ARTICLE X. MANAGEMENT AND ADMINISTRATION
The Board of Directors may contract with an individual or an association management services organization, to serve as the chief staff executive of the Association. The chief staff executive shall be responsible for implementing policies established by the Board of Directors and will have the authority and responsibility to act on the Association’s behalf as determined by the Board of Directors.

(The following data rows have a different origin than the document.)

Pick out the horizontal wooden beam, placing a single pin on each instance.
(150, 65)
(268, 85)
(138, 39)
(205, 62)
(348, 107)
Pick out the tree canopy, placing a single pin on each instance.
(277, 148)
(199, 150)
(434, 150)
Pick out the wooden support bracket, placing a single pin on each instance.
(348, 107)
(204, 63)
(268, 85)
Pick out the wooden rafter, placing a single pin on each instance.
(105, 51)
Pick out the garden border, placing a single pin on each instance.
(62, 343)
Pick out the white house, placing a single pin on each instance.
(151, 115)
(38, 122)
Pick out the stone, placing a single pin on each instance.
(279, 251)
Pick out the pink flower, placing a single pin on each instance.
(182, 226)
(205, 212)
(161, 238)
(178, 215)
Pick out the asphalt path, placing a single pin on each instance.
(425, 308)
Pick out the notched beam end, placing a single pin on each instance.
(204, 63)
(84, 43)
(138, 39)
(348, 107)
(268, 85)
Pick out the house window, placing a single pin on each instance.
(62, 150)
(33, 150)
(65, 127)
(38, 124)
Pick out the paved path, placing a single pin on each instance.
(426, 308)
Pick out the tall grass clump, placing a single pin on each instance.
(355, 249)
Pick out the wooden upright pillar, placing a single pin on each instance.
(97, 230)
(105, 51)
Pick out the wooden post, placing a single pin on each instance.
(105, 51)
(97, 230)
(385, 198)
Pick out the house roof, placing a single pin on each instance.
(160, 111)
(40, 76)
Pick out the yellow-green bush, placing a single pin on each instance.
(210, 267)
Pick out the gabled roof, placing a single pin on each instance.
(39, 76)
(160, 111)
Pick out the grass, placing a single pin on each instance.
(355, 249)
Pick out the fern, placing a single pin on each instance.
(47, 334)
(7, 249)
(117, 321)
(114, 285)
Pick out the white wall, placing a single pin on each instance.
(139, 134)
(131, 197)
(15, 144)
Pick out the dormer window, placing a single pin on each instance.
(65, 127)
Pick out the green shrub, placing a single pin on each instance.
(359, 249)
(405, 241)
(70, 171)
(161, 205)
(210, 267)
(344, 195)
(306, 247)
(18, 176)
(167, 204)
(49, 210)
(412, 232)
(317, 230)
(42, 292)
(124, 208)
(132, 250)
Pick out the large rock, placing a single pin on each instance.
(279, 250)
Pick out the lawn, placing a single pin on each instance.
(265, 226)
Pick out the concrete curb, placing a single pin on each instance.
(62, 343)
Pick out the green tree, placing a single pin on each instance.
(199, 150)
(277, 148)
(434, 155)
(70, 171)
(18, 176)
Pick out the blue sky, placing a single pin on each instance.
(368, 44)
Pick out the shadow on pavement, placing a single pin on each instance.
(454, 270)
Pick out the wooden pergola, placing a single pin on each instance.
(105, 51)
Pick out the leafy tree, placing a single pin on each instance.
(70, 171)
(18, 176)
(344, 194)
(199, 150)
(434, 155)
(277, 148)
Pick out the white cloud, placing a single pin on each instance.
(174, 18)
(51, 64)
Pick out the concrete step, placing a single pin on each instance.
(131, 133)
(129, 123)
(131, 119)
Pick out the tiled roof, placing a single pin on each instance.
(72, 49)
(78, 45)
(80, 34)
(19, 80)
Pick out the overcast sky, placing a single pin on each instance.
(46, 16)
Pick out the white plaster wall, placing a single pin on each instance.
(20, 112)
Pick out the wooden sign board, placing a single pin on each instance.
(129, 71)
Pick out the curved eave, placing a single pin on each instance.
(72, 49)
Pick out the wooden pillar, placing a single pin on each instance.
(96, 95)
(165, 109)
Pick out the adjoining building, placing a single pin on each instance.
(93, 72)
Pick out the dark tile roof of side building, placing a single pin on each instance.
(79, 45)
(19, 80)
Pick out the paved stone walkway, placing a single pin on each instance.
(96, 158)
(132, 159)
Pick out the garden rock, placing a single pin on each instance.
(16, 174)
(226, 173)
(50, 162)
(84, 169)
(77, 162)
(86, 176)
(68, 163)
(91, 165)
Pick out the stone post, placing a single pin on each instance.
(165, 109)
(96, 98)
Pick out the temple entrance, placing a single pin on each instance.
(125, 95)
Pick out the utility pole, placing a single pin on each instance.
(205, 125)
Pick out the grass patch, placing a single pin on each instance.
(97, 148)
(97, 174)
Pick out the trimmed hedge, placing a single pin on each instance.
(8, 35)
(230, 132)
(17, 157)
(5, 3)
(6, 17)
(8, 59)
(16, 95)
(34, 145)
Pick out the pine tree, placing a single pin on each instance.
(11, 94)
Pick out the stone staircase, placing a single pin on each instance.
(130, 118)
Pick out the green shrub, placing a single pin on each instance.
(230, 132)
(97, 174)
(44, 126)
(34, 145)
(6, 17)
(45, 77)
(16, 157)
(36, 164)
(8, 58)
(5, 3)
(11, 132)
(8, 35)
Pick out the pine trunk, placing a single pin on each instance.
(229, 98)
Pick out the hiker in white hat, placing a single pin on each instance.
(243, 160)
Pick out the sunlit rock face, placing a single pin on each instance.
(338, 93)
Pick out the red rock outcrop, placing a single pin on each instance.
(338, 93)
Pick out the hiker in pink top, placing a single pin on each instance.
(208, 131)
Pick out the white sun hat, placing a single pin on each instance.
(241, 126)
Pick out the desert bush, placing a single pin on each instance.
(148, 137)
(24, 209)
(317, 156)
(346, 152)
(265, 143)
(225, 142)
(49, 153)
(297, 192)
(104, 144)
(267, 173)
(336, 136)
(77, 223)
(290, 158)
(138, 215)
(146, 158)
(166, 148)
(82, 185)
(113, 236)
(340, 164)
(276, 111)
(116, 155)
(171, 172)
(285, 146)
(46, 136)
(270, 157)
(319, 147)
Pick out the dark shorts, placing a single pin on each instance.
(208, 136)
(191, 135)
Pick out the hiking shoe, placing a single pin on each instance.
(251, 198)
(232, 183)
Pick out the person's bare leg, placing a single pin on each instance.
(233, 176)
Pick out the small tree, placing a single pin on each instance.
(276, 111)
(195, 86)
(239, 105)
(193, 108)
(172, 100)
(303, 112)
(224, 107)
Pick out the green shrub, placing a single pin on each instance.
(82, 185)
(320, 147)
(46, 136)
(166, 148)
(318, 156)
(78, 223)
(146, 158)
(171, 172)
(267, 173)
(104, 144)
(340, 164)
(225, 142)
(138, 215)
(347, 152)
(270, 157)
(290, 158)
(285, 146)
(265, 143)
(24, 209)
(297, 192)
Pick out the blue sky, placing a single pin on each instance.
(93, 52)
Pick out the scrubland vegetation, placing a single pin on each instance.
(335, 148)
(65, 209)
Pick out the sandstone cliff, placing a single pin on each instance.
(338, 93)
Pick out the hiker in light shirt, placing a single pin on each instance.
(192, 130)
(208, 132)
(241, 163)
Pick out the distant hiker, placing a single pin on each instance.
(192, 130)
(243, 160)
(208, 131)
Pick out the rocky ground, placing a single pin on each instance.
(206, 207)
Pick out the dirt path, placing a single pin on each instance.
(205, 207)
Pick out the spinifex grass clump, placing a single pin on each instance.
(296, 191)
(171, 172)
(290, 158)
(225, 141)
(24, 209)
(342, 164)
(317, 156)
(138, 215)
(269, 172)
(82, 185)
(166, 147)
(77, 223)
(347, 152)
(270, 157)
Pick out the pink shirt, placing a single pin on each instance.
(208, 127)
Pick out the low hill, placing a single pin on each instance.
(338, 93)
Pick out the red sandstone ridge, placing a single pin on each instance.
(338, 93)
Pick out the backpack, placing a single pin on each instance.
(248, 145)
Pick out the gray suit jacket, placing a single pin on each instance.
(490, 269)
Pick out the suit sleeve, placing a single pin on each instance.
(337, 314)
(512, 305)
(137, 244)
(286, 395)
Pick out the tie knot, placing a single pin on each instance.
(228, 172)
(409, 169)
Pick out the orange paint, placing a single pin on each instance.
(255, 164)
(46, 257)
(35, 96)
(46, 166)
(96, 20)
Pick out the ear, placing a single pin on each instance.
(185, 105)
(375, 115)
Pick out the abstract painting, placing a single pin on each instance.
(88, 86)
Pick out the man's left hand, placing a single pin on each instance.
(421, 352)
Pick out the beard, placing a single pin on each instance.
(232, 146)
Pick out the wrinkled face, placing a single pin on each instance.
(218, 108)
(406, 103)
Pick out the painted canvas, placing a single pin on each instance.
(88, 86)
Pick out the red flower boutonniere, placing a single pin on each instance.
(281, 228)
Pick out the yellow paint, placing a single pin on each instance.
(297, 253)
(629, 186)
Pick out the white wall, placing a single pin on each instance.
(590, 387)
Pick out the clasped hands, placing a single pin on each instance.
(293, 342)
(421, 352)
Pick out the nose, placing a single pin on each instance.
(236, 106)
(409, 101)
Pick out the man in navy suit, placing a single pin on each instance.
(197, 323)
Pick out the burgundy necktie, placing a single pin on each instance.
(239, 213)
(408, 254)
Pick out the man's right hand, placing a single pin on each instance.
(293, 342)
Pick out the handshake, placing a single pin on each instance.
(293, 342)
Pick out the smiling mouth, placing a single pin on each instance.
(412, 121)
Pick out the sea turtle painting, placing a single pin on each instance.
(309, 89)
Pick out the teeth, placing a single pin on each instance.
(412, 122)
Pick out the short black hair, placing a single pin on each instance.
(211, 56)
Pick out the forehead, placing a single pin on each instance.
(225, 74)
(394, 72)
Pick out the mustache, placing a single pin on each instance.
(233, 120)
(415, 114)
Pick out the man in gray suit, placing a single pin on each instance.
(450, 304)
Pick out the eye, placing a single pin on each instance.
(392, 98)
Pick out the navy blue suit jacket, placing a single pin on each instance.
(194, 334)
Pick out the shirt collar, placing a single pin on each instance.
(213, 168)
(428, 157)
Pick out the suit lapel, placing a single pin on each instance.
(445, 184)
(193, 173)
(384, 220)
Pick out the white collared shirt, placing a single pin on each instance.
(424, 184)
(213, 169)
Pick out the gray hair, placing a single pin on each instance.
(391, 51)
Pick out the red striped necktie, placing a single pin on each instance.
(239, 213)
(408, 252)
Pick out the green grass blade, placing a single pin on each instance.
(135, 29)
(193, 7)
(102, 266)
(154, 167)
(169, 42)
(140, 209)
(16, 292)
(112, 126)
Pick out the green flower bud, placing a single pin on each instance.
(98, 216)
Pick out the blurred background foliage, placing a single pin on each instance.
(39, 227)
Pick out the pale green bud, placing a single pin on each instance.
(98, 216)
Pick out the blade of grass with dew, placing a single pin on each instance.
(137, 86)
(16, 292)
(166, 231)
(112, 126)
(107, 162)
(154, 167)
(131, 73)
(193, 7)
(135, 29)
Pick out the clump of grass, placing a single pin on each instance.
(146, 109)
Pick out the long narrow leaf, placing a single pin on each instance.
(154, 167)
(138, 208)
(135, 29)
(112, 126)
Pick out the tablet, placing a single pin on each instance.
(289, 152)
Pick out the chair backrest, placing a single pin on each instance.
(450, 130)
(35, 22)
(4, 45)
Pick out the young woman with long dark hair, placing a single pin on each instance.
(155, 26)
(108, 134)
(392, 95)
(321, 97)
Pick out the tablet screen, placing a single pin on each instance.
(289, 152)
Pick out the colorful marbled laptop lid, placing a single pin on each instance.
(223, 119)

ARTICLE XI. INDEMNIFICATION
The Association shall indemnify all officers and directors of the Association to the full extent permitted by law and shall be entitled to purchase insurance for such indemnification to the full extent as determined from time to time by the Board of Directors.
ARTICLE XII. AMENDMENTS
The Bylaws may be revised by a majority of the board of directors. Upon written request of at least fifteen percent (15%) of the voting Members, the Board of Directors shall submit an approved Bylaws amendment to a vote of the Members. Ratification requires a simple majority vote of the voting Members.
ARTICLE XII. DISOLUTION
Upon the dissolution of the Association, the Board of Directors shall, after paying or making provision for the payment of all the liabilities of the Association, dispose of all the assets of the Association exclusively for the purposes of the Association in such manner, or to such organization or organizations which are then qualified as exempt within the meaning of Section 501(c)(3) (but only if the purposes and objectives of such organization(s) are similar to the purposes and objectives of the Association) of the Internal Revenue Code of 1986 (or the corresponding provisions of any future United States internal revenue law), as the Board of Directors shall determine.